Y a pesar de estar tan sólo a 320
kilómetros al sur del ecuador, el Kibo se halla cubierto por un
espeso manto de hielo de unos 60 metros de espesor y que se extiende
hasta 4.000 metros por debajo de la cumbre.
A unos 260 kilómetros tierra adentro,
el Kilimanjaro constituye una inmensa barrera natural frente a los
vientos monzónicos, cargados de humedad, que barren el este de
África desde mediados de marzo hasta agosto. Los vientos que se
dirigen de suroeste a oeste provocan fuertes lluvias en las bajas
laderas de la vertiente sur y nieve y hielo en los puntos más altos.
Pero, durante casi todos los demás meses del año, los vientos
cálidos y secos del norte agostan la vertiente norte de este macizo
africano.
La densidad de los centros habitados
está estrechamente vinculada a la cantidad de lluvia que cae en la
región y a las zonas de vegetación del macizo. La vertiente
meridional está habitada por granjeros en el cinturón selvático que
rodea el volcán, desde los 1.800 a los 3.000 metros sobre el nivel
del mar.
En cambio, en las laderas
septentrionales la población es más bien escasa: aquí la agricultura
se limita al cultivo del piretro, una planta del género
Chrysanthemum, que se utiliza en la producción de insecticidas
para la exportación.
Los granjeros de las laderas
meridionales pertenecen a varios grupos tribales, pero en su mayoría
son chagas, miembros de una de las tribus de más elevado
nivel de vida, mejor organizadas y más modernas de África. Los
chagas, que emigraron a la falda de la montaña hace varios
siglos, se encuentran hoy sólidamente enraizados en el lugar y su
número es de unos 500.000 individuos.
En los suaves, húmedos y fertilísimos
suelos volcánicos del Kilimanjaro, los chagas cultivan una
gran variedad de vegetales, que van desde el trigo, cebollas, ñames,
algodón y mandioca, en las zonas más bajas, a los plátanos, café y
Eleusine en las regiones altas.
La Eleusine, un producto
regional, es un grano utilizado para hacer mbeke, la cerveza
de los nativos, acompañamiento prácticamente esencial de todas las
ceremonias y acontecimientos de este pueblo.

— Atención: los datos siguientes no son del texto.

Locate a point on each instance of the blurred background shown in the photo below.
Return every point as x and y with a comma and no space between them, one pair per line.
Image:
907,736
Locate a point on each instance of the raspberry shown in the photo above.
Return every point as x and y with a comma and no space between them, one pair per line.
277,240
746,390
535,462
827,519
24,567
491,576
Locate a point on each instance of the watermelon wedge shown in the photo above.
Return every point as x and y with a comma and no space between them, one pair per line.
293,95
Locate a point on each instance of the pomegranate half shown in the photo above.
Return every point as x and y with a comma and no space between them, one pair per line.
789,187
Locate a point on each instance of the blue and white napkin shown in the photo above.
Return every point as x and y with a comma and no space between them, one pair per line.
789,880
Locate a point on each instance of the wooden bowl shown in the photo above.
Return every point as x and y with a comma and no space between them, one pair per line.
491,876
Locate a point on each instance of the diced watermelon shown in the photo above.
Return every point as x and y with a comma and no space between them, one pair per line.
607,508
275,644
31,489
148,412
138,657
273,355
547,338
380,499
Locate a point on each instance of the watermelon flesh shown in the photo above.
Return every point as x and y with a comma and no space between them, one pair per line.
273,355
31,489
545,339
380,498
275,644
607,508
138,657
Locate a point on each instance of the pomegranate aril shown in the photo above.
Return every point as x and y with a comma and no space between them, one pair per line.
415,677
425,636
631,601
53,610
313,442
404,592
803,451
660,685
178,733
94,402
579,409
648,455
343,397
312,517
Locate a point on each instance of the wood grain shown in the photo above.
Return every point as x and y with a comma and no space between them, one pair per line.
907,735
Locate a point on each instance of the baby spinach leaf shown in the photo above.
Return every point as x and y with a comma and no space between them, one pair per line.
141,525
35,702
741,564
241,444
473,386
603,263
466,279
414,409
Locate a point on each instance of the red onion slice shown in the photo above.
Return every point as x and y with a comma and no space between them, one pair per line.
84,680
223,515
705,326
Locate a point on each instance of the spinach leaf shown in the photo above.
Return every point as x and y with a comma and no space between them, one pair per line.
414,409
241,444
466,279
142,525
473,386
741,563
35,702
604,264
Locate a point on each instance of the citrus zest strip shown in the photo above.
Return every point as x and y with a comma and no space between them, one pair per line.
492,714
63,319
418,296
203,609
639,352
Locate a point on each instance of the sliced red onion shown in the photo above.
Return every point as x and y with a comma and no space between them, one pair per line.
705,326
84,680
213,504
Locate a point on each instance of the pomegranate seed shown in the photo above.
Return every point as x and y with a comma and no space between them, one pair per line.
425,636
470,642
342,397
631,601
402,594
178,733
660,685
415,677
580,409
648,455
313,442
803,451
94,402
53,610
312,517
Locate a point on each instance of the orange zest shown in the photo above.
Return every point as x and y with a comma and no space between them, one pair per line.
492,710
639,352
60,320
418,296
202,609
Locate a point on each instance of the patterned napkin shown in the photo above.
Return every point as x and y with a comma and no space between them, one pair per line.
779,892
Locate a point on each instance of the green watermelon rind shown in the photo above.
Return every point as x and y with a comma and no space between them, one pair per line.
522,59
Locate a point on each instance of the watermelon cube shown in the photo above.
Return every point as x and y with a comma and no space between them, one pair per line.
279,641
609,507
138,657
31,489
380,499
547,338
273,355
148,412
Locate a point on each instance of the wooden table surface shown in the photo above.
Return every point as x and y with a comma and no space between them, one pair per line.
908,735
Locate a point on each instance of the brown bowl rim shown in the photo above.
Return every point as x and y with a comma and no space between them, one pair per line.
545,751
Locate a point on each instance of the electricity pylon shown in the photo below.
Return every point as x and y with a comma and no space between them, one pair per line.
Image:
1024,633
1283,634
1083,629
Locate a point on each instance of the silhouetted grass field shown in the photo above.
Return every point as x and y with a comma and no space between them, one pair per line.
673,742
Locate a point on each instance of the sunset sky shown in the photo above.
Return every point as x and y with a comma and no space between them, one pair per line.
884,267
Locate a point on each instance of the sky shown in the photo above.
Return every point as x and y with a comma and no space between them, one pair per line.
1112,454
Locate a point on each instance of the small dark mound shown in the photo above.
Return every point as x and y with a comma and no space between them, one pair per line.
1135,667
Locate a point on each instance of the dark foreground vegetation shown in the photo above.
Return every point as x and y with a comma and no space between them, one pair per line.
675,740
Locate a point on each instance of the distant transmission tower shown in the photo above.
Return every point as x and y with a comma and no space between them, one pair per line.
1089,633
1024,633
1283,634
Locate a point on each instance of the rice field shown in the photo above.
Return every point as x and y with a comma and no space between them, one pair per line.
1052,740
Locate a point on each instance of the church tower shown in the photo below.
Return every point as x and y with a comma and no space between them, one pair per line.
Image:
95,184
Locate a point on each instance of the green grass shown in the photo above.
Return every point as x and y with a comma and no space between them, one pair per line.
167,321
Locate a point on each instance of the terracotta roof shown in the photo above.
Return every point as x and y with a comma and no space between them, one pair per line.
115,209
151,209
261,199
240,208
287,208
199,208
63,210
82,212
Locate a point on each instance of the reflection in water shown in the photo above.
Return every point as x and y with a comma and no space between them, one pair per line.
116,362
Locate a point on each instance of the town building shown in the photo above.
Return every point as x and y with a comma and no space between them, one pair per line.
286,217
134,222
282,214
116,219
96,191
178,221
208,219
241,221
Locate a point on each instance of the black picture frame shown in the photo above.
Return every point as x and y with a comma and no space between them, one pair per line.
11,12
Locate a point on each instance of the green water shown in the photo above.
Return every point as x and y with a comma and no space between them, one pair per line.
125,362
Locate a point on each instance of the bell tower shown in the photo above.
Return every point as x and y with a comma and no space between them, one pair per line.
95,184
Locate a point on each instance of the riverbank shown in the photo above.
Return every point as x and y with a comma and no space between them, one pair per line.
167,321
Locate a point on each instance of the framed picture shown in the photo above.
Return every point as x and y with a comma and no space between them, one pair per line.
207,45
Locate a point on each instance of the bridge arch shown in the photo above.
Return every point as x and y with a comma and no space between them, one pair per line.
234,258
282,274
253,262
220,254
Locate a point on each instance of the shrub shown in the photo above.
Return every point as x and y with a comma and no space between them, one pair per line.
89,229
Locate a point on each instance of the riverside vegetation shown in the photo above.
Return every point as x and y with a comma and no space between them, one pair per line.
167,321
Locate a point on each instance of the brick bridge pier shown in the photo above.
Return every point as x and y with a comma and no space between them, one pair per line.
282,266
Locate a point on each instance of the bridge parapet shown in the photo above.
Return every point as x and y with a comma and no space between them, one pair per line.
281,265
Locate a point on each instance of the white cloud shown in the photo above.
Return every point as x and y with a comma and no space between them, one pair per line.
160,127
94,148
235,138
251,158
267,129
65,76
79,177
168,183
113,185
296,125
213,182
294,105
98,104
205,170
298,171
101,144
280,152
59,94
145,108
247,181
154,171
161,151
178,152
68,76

Para asegurarse un adecuado suministro
de agua para sus cosechas, los chagas han construido un
ingeniosísimo sistema de riego: mediante unos diques cuidadosamente
planificados y proyectados para llevar el agua a grandes distancias,
enlazan las zonas secas con los torrentes y ríos de montaña.
Los chagas creen que Ruwa,
el dios del Kilimanjaro, les habla a través de las fuentes que
brotan en las laderas de la colosal montaña y les proporcionan agua
para sus campos. A lo largo del tiempo, estos hombres han
desarrollado muchos ritos tradicionales relacionados con Ruwa.
Por ejemplo, entierran a sus muertos
con la cara vuelta hacia el Kibo, y los niños, después de una
granizada, que suele ser un fenómeno sumamente raro en este lugar,
recogen puñados de granizo y se lo ponen sobre la cabeza —remedando
la imagen del Kibo con la cima cubierta de nieve— para así poder
crecer altos y fuertes lo mismo que el monte. Cuando dos personas se
acercan una a otra en un camino, la que viene de una altura mayor
debe saludar la primera porque procede de una dirección más
favorable. Y cuando un joven de lava, debe mirar hacia el Kibo,
fuente del agua fría, pues de lo contrario Ruwa arrojaría a
su padre a la seca llanura de la base de la montaña.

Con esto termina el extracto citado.